Se sapessi davvero, Luca,
scapperesti lontano! Senza intenzione ti chiederesti se
sono malata, se la mia bocca, che prima hai apprezzato,
ti ha trasmesso qualcosa. Sì Luca, io sono infetta!
Corrotta dalla voglia che mi prende ogni sera, dalla
brama d’essere parte del mondo, dalla presunzione
d’essere terra e luna, ventre accogliente dove si
depongono semi infecondi d’un surrogato d’amore.
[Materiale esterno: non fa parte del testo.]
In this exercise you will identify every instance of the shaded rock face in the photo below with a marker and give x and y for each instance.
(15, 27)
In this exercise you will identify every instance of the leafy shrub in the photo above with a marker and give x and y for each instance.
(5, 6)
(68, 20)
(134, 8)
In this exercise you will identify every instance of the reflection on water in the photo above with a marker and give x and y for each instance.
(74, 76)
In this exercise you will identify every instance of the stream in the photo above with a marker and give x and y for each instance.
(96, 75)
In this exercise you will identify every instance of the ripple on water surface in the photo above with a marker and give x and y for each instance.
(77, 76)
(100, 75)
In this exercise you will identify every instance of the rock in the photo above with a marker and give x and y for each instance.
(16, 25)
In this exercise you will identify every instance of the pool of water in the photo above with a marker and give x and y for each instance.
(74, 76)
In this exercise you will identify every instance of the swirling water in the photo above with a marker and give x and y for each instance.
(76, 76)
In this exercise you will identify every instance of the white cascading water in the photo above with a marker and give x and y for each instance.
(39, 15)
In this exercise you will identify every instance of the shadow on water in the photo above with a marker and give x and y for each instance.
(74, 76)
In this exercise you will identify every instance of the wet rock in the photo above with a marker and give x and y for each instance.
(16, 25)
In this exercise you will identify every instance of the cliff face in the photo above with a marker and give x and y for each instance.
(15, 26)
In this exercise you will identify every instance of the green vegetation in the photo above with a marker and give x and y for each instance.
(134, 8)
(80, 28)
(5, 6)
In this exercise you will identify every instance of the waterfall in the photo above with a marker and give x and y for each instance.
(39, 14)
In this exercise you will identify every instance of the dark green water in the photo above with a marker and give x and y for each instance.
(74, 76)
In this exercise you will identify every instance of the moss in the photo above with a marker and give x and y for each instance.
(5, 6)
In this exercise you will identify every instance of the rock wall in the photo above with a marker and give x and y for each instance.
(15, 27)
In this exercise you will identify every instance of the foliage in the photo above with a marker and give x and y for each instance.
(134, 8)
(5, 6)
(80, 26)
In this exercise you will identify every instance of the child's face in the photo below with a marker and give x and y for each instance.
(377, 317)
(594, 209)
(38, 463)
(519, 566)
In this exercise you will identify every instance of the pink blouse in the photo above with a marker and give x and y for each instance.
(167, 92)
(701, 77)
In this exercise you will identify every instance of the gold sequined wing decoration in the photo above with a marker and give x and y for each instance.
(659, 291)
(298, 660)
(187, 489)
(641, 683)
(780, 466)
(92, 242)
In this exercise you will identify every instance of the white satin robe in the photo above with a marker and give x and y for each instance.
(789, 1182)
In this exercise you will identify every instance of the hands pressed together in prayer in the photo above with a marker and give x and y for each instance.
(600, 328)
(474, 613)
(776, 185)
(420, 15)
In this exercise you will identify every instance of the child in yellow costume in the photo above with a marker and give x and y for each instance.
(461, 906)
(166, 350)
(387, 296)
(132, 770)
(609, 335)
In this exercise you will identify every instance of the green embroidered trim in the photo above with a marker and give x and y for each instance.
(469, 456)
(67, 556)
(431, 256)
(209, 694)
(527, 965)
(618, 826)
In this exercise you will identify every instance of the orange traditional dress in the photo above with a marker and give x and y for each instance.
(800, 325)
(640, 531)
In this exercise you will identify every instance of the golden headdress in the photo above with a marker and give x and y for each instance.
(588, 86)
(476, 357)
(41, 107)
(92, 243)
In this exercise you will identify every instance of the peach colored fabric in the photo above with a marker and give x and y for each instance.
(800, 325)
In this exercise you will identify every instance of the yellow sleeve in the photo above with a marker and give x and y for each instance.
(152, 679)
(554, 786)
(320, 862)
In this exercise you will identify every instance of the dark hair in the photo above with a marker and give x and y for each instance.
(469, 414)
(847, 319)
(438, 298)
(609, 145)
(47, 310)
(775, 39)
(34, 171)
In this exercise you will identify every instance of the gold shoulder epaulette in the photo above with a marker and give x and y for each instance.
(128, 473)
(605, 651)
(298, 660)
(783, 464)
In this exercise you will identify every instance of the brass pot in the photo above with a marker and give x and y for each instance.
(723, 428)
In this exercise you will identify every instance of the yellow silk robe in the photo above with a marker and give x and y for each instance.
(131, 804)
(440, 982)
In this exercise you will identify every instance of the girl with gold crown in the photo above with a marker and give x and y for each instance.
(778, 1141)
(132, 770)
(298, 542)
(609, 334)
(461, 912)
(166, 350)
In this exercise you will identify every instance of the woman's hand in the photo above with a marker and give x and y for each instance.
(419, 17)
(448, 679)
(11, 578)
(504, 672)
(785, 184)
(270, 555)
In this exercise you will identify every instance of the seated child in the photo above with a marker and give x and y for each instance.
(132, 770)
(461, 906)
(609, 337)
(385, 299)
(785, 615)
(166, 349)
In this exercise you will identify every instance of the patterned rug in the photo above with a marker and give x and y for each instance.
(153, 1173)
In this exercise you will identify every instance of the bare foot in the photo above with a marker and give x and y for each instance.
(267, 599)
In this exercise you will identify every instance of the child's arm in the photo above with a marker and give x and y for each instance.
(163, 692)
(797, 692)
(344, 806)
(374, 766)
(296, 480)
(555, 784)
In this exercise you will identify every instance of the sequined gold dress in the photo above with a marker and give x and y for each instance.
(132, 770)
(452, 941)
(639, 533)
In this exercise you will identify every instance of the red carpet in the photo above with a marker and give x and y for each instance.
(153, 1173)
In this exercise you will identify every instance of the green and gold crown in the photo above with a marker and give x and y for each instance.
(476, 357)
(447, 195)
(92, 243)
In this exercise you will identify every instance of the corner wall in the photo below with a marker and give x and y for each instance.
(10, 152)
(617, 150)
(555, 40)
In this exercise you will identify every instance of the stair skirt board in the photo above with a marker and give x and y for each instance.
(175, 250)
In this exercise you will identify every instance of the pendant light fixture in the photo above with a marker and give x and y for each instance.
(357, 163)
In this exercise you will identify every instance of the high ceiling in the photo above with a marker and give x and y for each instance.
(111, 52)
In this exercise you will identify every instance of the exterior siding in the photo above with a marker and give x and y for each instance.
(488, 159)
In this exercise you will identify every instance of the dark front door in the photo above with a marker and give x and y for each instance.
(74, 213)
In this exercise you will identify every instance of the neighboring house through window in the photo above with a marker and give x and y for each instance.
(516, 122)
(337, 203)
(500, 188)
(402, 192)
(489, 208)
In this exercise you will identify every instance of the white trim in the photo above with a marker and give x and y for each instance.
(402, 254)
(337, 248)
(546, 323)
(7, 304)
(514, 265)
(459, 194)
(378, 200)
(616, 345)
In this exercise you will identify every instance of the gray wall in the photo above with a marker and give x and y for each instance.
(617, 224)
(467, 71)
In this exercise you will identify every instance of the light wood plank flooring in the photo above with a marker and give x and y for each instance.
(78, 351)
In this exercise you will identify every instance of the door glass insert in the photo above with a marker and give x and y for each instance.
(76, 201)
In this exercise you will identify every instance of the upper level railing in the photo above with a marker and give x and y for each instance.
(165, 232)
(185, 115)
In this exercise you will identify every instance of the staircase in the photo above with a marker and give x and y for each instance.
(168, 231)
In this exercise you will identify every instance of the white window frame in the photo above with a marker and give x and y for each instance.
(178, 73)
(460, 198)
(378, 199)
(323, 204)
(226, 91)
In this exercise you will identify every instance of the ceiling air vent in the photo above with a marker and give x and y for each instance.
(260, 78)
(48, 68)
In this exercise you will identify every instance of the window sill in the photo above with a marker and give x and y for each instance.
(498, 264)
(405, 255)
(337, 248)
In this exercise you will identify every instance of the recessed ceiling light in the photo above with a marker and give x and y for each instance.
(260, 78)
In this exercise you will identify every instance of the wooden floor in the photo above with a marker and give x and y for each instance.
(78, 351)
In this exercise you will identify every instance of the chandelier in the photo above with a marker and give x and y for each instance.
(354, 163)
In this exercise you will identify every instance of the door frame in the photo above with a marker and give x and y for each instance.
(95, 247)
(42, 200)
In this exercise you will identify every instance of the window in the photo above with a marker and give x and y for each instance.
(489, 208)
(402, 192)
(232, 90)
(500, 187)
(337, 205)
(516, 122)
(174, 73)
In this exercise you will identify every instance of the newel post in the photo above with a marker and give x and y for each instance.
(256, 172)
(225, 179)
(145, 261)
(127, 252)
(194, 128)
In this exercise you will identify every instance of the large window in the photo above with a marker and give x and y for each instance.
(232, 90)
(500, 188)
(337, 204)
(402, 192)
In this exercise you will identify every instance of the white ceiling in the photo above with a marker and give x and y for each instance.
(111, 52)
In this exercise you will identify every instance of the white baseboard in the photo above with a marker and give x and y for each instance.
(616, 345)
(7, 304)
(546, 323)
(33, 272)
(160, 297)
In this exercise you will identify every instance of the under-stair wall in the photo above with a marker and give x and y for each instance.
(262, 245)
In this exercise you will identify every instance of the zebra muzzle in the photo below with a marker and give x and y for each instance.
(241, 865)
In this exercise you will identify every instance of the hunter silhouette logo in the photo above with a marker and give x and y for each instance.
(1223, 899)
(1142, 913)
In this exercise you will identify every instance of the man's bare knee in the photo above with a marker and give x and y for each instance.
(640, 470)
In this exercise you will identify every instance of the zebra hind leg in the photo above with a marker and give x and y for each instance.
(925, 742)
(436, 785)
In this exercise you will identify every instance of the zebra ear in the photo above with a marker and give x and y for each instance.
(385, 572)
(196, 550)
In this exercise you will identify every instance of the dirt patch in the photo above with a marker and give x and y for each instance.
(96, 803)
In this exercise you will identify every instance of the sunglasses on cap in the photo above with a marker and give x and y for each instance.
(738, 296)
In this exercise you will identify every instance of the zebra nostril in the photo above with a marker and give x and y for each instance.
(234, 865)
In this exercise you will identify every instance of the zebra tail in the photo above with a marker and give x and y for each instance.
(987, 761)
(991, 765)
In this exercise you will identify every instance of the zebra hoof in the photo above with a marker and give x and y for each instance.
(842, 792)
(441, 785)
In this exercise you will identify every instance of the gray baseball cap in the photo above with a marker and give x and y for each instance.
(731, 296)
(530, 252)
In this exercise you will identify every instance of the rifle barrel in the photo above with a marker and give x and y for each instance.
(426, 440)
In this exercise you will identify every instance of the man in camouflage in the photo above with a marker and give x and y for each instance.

Spingono e premono concentrati sull’unica parte come un
macellaio su un quarto di bue, come se davvero fossi
solo carne, tette e culo, gambe che chiuse non servono a
nulla. Alle volte mi chiedo perché passo il tempo a
truccarmi, il viso, la faccia per farla uguale ai colori
di questo tramonto. Mi lego i capelli ed allungo le
ciglia sapendo benissimo che il posto dove si sentono
naufraghi è distante un metro da questi miei occhi. Sono
sicura che molti di loro non mi riconoscerebbero di
giorno, ma se poco poco scollassi il mio seno non
avrebbero dubbi ad alzarmi la gonna, a tenermi ferma
contro questo parapetto, contro questo sfondo di mare
che sola vedo e m’illude che non esiste poesia senza un
sesso che preme, che prendo e ne faccio tesoro. Alcuni
sono recidivi, ed ogni volta mi sorprendo a pensare
quale istinto li guidi a tornarci di nuovo, ad entrare
tra le gambe di questi stivali che basterebbe guardarli
e godere di nuovo. Mi verrebbe da dirgli che quello che
cambia è soltanto la gonna, perché le gambe che offro
sono sempre le stesse.
Li sento, Luca, li sento
di dentro e s’affaticano come se dovessi a breve provare
l’orgasmo, come se la fine non fosse solo il compenso.
S’affannano e premono mentre io conto le stelle, ad una
ad una le chiamo, perché tutte hanno un nome, per ogni
volta che mi bagnano il collo, per tutte le volte che
rimango a pensare che l’amore è soltanto questo
movimento di sesso, un maschio che geme e ti crede
distrutta, un maschio che urla e ti chiude la bocca.
Non credere Luca che un cliente non abbia accortezze,
che con chi provi amore sia tanto diverso, perché il
sesso è un buco, un tappo di pelle, sono questi stivali,
e l’amore che senti sono le parole che chiami, sono le
pieghe di mare che si scompongono a riva, e m’illudo e
t’illudi che siano identiche alle grinze di donna
disfatte dal sesso.
Apri la finestra Luca! Qui
non siamo distanti dal mare. Ecco, vedi? Proprio lì mi
metto la sera, oltre la fine di quelle cabine che al
tramonto diventano ocra, sopra uno squarcio d’asfalto
come un segno di scena. Ma io non faccio la parte perché
lo sono davvero, non faccio l’attrice perché mi riesce
meglio sentirmi puttana, nell’anima dentro più del seno
di fuori che offro, di questa terza abbondante che fa
tremare le mani, fa pensare alla notte accovacciati nel
grembo.
E ciucciano ciucciano come se
s’aspettassero latte, per nutrire la parte in contrasto,
che ogni sera li porta su questo squarcio d’asfalto. Che
cerco Luca? Cosa mai ci sarà su quella falce di luna che
vedo soltanto quando mi fottono dietro, cosa mai ci sarà
nel mio infinito conflitto d’essere sola e ricercare
l’amore, nell’ansia che sale ad ogni sesso che sbatte,
perché basta davvero poco fare la troia se ad ogni fine
ricevi soltanto dei soldi, se sei qui per farti pagare e
non serve il latino per contare fino a cinquanta.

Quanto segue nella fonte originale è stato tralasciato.